Solvency II system presents a radical renewal of the EU insurance supervision. It was the number one theme of discussion over the last ten years in the European insurance world. Solvency II constitutes the contribution of the insurance sector to the EU financial integration within the single market and to EU competitiveness. It aims to meet the changing needs of the economy and the society.
Applying the so called Lamfalussy process, Solvency II at first recasts and replaces all the 13 existing related Directives with a unique framework Directive including numerous new rules which introduce an overall new approach on insurance supervision, particularly on solvency issues.
The original text of the Solvency II Directive 2009/138 was approved by the European Parliament on 22.4.2009, about the same time as the de Larosière report on the necessary changes on the EU financial supervisory framework related to the financial crisis was presented.

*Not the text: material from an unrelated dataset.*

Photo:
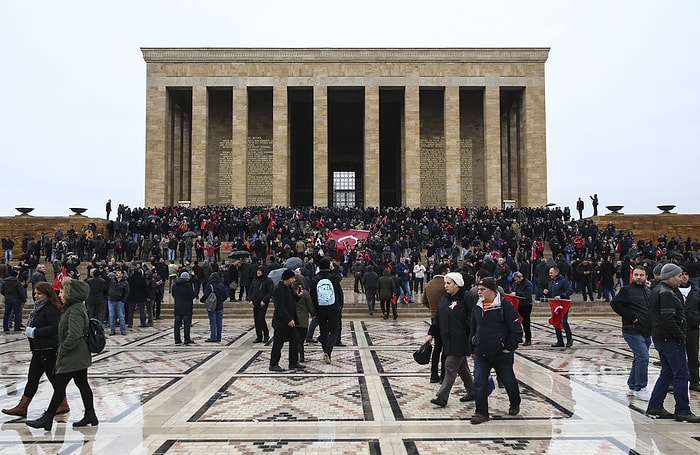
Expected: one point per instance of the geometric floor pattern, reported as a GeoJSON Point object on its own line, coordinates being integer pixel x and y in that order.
{"type": "Point", "coordinates": [153, 397]}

With a delay of four years the Directive was implemented into national laws on 01.01.2016.
A number of changes, in particular the extended supplements introduced with article 2 of the Omnibus II Directive (2014/51) amending several Directives in respect of the powers of the European Supervisory Authorities – ESA (European Insurance and Occupational Pensions Authority – EIOPA and European Securities and Markets Authority – ESMA), was the reason why the launching of the Directive’s enacting was postponed four times until its final implementation to the EU Member States (MS). The changes that Omnibus II brought were particularly in order to include in Solvency II the new rules imposed for EIOPA, the European Insurance and Occupational Pension Authority and for the other two European Supervisory Authorities (ESAs, i.e. the European Banking Authority – EBA and the ESMA), that were created on the basis of the de Larosière report, along with the delegated acts and regulatory technical standards.